SALEM — School officials are hopeful voters will approve five employee contracts in March, despite a history of rejecting such deals.
Residents can comment on the contracts and a $21.5 million plan to renovate three elementary schools at the district's deliberative session tomorrow night.
The annual meeting comes only days after residents attending the town's first deliberative session questioned the wisdom of offering multi-year contracts.
Voters are asked to approve three-year agreements for town employees, including police and firefighters, March 13. They also will vote on the school contracts, most for two years, that same day.
But this is the first year residents will be asked to approve funding for all three years of the town employee contracts.
It's called "Sanbornization" — after a controversial contract dispute in the Sanborn Regional School District.
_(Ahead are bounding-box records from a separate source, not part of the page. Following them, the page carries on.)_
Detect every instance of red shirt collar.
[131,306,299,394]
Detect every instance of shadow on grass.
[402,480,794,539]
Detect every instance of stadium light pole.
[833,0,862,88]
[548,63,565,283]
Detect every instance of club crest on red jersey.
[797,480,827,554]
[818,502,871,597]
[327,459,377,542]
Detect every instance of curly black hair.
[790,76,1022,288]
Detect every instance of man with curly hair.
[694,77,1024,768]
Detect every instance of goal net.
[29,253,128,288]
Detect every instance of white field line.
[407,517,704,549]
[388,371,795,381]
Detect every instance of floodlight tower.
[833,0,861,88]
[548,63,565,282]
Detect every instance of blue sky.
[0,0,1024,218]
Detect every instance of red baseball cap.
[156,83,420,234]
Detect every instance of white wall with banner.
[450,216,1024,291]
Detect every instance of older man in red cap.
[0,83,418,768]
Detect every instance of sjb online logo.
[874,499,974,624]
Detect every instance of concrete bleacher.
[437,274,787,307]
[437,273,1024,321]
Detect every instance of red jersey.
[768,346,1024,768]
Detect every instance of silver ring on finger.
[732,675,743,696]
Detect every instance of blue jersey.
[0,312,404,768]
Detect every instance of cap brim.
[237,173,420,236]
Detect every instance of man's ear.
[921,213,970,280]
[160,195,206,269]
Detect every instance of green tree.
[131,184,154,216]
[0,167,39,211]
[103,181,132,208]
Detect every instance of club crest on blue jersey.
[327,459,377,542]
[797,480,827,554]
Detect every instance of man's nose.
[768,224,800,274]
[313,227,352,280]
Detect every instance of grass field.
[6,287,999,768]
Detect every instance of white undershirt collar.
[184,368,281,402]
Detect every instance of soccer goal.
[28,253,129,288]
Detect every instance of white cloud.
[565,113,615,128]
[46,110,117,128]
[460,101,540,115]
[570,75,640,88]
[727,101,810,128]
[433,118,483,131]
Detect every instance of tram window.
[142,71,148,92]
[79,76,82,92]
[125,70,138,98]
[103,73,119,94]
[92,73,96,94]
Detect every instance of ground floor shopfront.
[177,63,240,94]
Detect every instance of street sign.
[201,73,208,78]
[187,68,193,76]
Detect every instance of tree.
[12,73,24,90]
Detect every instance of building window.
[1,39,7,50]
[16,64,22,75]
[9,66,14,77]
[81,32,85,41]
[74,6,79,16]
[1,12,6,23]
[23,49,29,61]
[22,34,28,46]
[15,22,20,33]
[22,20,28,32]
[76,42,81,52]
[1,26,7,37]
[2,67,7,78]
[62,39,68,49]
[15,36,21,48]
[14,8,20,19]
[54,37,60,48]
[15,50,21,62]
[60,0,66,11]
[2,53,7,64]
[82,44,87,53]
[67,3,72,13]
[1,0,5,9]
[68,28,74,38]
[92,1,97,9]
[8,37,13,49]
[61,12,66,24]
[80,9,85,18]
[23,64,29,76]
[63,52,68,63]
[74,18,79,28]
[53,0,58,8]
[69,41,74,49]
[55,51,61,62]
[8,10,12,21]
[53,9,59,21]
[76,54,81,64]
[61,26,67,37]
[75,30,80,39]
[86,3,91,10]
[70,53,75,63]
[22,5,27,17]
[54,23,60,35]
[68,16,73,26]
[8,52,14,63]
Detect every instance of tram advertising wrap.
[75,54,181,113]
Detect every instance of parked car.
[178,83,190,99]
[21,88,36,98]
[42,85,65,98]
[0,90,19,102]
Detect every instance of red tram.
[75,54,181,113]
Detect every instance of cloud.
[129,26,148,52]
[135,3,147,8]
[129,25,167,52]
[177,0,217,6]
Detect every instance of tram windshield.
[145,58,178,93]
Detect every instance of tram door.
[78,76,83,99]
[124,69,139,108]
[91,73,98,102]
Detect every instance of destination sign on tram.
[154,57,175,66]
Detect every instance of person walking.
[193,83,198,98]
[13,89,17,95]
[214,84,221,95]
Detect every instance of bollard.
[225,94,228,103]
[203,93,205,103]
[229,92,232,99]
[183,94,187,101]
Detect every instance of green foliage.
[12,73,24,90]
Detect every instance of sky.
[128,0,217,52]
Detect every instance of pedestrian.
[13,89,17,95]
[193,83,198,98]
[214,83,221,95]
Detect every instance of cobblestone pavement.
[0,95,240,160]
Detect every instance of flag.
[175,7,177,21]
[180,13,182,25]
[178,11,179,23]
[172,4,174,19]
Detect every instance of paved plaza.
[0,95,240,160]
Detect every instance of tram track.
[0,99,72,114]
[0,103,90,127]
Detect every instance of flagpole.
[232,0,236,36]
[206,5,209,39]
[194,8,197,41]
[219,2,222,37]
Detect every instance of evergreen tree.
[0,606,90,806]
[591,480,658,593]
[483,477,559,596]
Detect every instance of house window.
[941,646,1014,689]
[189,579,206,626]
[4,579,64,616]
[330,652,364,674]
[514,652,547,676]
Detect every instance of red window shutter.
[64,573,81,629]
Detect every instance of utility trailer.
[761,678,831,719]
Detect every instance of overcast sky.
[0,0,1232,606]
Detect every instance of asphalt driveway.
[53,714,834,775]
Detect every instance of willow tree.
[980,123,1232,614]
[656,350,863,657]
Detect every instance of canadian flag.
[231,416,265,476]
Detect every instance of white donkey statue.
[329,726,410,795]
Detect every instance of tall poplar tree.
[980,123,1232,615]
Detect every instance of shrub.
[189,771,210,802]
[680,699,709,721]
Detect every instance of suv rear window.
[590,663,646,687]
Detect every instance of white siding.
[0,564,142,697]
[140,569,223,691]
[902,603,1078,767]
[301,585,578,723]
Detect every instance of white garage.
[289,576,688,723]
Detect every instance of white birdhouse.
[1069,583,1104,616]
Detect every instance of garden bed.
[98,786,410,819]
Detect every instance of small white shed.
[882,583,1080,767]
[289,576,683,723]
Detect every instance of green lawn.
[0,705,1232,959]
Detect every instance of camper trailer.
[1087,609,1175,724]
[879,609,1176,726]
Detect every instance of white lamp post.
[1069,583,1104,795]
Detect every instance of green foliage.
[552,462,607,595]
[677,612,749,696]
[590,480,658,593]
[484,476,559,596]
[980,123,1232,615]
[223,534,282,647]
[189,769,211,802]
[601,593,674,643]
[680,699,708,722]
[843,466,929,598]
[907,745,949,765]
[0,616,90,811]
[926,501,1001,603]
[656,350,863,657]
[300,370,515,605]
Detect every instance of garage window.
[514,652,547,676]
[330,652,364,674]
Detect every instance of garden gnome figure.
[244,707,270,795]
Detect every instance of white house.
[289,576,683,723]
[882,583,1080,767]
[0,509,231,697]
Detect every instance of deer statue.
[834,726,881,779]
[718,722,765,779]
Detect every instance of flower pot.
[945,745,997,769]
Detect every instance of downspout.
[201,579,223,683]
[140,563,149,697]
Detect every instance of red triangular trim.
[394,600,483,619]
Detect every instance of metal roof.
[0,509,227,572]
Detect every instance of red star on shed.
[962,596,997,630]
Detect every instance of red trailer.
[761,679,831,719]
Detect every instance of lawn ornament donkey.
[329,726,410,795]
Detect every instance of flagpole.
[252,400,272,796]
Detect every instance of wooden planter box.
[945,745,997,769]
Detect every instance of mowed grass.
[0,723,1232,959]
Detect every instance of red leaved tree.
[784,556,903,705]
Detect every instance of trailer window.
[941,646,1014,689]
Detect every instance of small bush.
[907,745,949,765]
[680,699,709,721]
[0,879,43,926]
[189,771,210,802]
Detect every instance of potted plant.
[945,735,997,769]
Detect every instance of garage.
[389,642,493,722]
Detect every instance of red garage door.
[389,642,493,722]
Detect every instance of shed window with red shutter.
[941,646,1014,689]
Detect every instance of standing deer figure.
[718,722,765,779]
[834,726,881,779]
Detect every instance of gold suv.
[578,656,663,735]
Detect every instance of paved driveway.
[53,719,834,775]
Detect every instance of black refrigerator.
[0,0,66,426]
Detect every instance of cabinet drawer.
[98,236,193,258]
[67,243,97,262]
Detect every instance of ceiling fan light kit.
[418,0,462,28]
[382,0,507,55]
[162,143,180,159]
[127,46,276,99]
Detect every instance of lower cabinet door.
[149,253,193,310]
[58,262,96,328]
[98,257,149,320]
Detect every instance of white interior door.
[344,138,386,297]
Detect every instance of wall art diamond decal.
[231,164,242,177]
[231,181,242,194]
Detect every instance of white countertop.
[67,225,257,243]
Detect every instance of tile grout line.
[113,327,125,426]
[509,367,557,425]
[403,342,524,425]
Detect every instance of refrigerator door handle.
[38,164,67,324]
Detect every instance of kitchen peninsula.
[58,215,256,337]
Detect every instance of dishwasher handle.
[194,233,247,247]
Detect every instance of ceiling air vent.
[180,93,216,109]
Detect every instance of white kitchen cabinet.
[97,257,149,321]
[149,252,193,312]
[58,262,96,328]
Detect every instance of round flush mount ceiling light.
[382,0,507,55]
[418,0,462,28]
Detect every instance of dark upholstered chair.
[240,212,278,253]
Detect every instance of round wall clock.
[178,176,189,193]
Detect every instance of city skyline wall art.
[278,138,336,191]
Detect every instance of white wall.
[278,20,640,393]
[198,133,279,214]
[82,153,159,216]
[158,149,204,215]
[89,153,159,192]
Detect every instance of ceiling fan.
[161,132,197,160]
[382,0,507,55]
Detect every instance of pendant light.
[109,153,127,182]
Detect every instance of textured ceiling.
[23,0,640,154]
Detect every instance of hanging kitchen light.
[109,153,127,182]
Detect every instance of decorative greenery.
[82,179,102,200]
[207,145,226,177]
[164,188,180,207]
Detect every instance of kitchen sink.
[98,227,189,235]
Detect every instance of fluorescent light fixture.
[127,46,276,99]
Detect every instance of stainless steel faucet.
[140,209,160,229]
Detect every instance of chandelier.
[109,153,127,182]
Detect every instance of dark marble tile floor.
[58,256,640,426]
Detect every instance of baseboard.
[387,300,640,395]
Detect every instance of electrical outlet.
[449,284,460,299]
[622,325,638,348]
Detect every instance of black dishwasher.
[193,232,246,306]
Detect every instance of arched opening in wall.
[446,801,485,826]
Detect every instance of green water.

Salem school officials started offering these contracts several years ago, hoping it would improve the chance of reaching agreements with unions.
Approving funding only one year at a time presented problems, Superintendent Michael Delahanty said.
"It's time consuming, costly and affects employee morale," he said.
Negotiating multi-year contracts helps retain employees and remain competitive with other school districts, according to Delahanty and School Board Chairman Peter Morgan.
About 10 to 12 teachers leave the district each year, Morgan said. It's been difficult to replace them since Salem teachers haven't received a raise since the 2008-2009 school year, he said.
"From our perspective, our real issue is our salary schedule is not really competitive with other schools in southeastern New Hampshire," Morgan said.
The two-year teachers contract proposes $877,760 in step increases for 2012-2013 and a 2 percent general wage increase, totaling $942,530, for 2013-2014.
Harold Sachs, president of the Salem Education Association, said the teachers union has made various concessions. The union sought a one-year deal, but agreed with the district's request for two years, he said.